Maya J. Berry is an Assistant Professor of African, African-American, and Diaspora Studies at University of North Carolina at Chapel Hill. Her writing and teaching focuses on the politics of race, gender, and performance, with a special emphasis on blackness, the sacred arts, and spiritual epistemologies in contemporary Cuba. Berry earned her PhD in Social Anthropology (African Diaspora Program) at the University of Texas at Austin and her MA in Performance Studies from New York University. Her scholarship has been supported by the Ford Foundation, the John L. Warfield Center for African & African American Studies at UT Austin, the Instituto Cubano de Investigación Cultural Juan Marinello, the Afro-Latin American Research Institute at Harvard University’s Hutchins Center, and the Institute of Sacred Music at Yale University. In 2015, she was honored with the Zora Neale Hurston Award from the Association for Feminist Anthropology.

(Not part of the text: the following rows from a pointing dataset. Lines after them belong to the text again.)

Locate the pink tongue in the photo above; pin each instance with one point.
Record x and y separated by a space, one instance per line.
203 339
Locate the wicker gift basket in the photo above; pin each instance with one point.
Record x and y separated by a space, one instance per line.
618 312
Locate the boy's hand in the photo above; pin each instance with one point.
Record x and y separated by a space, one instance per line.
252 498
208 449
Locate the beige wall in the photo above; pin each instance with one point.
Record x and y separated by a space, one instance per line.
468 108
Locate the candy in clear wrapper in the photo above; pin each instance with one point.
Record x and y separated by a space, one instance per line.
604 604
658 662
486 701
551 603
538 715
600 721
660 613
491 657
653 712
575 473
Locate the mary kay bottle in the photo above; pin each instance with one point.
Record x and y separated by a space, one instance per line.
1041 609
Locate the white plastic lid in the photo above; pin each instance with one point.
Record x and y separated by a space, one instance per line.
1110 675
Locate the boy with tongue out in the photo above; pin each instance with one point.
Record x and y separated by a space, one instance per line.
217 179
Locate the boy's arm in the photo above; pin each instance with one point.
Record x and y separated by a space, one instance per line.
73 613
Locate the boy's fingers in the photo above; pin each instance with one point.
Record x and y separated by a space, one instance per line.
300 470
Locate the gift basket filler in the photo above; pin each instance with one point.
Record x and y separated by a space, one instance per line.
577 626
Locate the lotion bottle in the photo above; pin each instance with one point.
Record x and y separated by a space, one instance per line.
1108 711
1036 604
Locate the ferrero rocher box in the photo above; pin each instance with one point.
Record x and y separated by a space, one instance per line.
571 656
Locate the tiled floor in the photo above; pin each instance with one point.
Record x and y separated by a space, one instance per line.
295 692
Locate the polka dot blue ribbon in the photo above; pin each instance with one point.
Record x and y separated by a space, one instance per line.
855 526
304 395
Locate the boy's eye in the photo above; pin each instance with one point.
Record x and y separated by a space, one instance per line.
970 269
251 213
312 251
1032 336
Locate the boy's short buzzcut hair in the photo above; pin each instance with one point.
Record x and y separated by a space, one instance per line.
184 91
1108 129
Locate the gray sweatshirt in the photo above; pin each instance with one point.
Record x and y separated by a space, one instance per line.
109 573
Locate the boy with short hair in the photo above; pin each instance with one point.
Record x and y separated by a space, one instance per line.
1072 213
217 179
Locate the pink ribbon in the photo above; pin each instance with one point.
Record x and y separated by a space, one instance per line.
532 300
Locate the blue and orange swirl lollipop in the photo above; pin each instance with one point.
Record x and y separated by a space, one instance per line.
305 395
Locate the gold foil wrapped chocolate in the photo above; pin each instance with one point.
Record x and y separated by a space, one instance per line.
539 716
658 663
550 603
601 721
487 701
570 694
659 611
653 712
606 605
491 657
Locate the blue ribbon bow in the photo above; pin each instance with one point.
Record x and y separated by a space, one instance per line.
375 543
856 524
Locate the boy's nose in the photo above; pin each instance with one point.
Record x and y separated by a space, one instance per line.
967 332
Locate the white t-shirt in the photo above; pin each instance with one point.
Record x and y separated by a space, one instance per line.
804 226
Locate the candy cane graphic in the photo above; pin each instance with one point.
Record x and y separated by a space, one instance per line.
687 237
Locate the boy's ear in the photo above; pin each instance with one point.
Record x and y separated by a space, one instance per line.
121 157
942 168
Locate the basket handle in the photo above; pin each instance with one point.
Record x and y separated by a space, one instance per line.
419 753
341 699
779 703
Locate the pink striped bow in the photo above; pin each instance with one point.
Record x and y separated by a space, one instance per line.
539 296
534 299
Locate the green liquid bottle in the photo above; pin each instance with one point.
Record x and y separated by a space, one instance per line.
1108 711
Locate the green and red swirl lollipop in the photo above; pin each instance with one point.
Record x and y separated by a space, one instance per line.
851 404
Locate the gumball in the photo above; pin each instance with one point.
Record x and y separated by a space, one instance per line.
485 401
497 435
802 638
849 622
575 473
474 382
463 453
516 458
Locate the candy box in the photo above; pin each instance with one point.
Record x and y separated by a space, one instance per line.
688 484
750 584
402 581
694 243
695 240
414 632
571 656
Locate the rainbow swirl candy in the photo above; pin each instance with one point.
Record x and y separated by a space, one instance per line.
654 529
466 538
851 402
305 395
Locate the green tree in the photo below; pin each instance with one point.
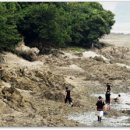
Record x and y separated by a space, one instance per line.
9 35
45 25
89 23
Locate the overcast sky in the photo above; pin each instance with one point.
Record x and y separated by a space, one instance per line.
122 15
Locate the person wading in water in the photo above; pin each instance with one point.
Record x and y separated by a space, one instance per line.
108 99
108 87
68 96
100 104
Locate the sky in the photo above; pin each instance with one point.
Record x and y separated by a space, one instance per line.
122 15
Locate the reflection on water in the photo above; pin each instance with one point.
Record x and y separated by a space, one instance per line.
90 118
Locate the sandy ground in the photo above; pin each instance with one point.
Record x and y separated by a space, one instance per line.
33 92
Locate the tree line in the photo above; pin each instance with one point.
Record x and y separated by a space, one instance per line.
53 24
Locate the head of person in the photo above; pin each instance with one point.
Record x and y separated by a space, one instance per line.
66 88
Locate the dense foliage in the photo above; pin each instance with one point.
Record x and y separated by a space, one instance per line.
9 35
53 24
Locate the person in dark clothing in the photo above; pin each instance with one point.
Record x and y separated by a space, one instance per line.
100 104
108 87
68 96
108 99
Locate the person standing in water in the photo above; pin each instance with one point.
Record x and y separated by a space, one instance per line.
108 87
108 99
100 105
68 96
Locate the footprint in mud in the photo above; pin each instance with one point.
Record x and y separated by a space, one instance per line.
90 119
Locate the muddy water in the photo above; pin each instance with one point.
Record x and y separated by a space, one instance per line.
123 105
90 118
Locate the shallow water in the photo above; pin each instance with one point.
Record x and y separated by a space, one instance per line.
123 105
90 118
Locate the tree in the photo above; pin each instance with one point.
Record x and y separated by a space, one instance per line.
45 25
9 35
89 23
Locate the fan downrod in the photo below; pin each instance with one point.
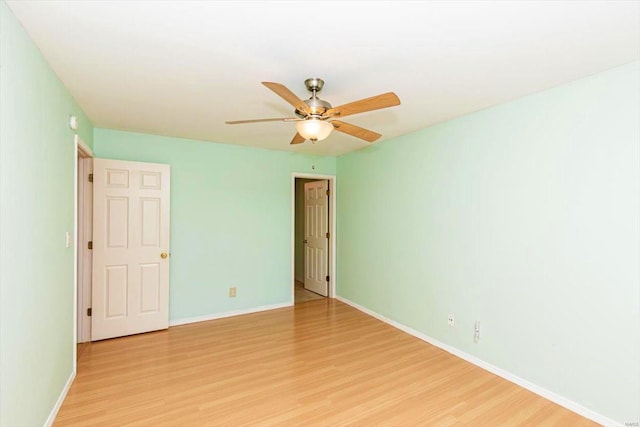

Her first book manuscript, Choreographing Rumba, is an ethnography of contemporary black popular dance in Havana, Cuba. The book analyzes the way that women and men rumberos (rumba practitioners) negotiate and push the bounds of their bodies’ performativity beyond dominant regimes of knowing and use-value. The research for the book is situated in the post-Fidel era during Cuba’s most recent “modernization” 0f its economic model, marked by the expansion of the private sector and amplification of racialized class inequality. Although rumba is institutionally hailed as a secular genre, a practice-centered feminist approach reveals the gendered and racialized ways in which sacred repertoires are embodied by rumberos to move everyday struggles for self-determined political horizons and economic possibilities. This manuscript takes up the challenge presented by sensory culture studies to consider the limits of state logics to monopolize the sense of social order, through those very bodies whose racialization has served to define modernity through contradistinction.
Previous essays on Cuban folkloric dance and black identity politics appear in Afro-Hispanic Review, Black Diaspora Review, and Cuban Studies Journal (forthcoming). Her collaborative work on racialized gender violence and the politics of fieldwork can be found in Cultural Anthropology and also featured in Anthropology News.